SEC Chair Paul Atkins said Friday the agency is considering formal rulemaking to modernize how securities regulations apply to blockchain-based financial markets and AI-powered financial applications, marking a significant shift from the enforcement-heavy stance of his predecessor.
Market Context
The announcement comes as digital asset firms have increasingly moved trading and settlement activity onchain. Blockchain-based financial protocols now combine functions traditionally handled by separate intermediaries—execution, collateral management, liquidity routing, strategy execution, and settlement—into single software systems. The SEC's consideration of new rules reflects broader market infrastructure evolution driven by decentralized technology adoption.
Analysis
Atkins framed the potential regulatory changes as part of a necessary adaptation to AI-driven and automated financial infrastructure. Speaking at the AI+ Expo in Washington, he highlighted how artificial intelligence agents will increasingly participate in markets at machine speed while blockchain rails enable instant value transfer. The chair emphasized that existing securities rules were designed around traditional market intermediaries such as brokers, exchanges, and clearinghouses—structures that newer blockchain systems often consolidate into protocol-level code.
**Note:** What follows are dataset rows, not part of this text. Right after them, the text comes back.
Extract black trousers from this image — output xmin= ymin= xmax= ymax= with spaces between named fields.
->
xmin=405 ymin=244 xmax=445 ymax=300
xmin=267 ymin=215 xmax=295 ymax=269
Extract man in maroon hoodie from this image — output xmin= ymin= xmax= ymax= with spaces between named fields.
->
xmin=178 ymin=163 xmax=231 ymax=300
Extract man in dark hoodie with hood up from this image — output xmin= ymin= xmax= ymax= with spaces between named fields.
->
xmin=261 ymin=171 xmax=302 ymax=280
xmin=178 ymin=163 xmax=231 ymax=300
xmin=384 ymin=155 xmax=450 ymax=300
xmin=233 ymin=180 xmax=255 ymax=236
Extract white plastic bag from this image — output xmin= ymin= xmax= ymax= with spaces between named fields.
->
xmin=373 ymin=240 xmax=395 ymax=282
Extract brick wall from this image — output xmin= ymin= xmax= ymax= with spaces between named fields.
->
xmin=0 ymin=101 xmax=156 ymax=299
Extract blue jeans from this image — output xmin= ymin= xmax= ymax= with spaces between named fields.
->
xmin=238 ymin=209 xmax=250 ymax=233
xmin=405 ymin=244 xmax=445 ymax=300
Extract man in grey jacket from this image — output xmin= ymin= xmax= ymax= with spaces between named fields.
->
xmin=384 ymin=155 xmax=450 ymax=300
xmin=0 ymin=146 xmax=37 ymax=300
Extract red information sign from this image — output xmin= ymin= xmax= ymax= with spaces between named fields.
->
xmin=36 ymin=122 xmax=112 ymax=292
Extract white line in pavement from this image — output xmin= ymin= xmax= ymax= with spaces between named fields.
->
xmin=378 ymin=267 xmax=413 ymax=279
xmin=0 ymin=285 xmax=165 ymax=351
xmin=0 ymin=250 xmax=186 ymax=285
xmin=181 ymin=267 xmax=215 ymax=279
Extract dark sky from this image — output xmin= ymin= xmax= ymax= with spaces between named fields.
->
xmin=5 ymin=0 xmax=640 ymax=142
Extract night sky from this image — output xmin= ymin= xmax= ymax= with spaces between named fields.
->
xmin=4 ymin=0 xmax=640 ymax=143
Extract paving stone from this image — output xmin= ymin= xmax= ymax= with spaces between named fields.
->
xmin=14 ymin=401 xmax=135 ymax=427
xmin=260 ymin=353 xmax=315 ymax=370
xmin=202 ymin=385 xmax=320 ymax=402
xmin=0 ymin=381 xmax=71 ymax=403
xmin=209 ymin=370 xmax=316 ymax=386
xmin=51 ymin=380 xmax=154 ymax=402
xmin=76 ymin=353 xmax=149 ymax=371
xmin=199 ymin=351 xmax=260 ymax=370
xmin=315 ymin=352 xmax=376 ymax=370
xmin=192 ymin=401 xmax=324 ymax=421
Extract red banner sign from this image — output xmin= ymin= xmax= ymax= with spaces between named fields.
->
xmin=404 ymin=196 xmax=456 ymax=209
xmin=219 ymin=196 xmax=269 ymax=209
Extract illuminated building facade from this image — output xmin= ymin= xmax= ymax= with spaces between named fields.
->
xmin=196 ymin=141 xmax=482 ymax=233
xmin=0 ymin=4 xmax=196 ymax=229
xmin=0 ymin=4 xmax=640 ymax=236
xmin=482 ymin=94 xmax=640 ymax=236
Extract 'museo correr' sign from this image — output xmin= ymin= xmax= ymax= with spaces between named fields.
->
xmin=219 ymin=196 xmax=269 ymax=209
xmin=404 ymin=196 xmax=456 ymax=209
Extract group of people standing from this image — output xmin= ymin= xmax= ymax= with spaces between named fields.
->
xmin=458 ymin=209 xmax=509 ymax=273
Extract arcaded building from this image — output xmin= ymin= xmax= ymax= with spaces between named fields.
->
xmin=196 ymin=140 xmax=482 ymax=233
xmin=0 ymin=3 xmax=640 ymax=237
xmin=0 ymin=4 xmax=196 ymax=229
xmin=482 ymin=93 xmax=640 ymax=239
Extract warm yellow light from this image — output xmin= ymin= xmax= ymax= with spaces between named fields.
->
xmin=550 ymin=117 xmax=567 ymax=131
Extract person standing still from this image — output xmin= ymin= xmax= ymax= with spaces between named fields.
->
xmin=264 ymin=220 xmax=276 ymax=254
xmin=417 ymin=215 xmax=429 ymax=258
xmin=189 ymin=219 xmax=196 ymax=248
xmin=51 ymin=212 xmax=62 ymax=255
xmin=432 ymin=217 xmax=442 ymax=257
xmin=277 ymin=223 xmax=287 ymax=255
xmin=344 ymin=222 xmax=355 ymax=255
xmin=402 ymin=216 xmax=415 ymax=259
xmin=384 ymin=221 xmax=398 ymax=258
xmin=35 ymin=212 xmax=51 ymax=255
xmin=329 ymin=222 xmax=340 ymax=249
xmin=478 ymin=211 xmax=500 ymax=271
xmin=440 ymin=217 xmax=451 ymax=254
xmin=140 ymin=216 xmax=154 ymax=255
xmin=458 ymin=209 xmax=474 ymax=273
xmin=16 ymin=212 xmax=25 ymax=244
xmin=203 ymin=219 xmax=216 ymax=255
"A single protocol can execute a trade, manage collateral, route liquidity, execute trading strategies through vault structures and settle the transaction," Atkins said. He noted that onchain market structures are increasingly hybrid in nature, combining elements of traditional and decentralized finance, requiring regulatory clarification across the spectrum of models that may implicate SEC statutes.
The remarks represent the latest step in the agency's pivot away from the enforcement-heavy approach under former Chair Gary Gensler. Under President Donald Trump's administration, the SEC has issued crypto-related staff guidance, no-action reliefs, and public statements aimed at reducing legal uncertainty for digital asset firms. Atkins reiterated support for congressional efforts to pass crypto market structure legislation, including the CLARITY Act, which would establish a shared regulatory framework between the SEC and Commodity Futures Trading Commission.
"Our job is to set the rules of play and referee the game, not to pick the winning team," Atkins said in his remarks.
Key Numbers
- May 14: Senate Banking Committee scheduled markup hearing for CLARITY Act
- January 2026: Market structure bill entered legislative limbo with stablecoin yield provisions stalling advancement
What to Watch
Market participants should monitor the SEC's formal rulemaking timeline and specific proposals for onchain trading systems. The Senate Banking Committee markup of the CLARITY Act on May 14 represents a key legislative catalyst that could shape regulatory jurisdiction between the SEC and CFTC. Firms operating blockchain-based financial applications, crypto vaults, and automated trading protocols should prepare for potential comment periods as the agency uses its exemptive authorities to clarify how existing statutes apply to emerging market structures.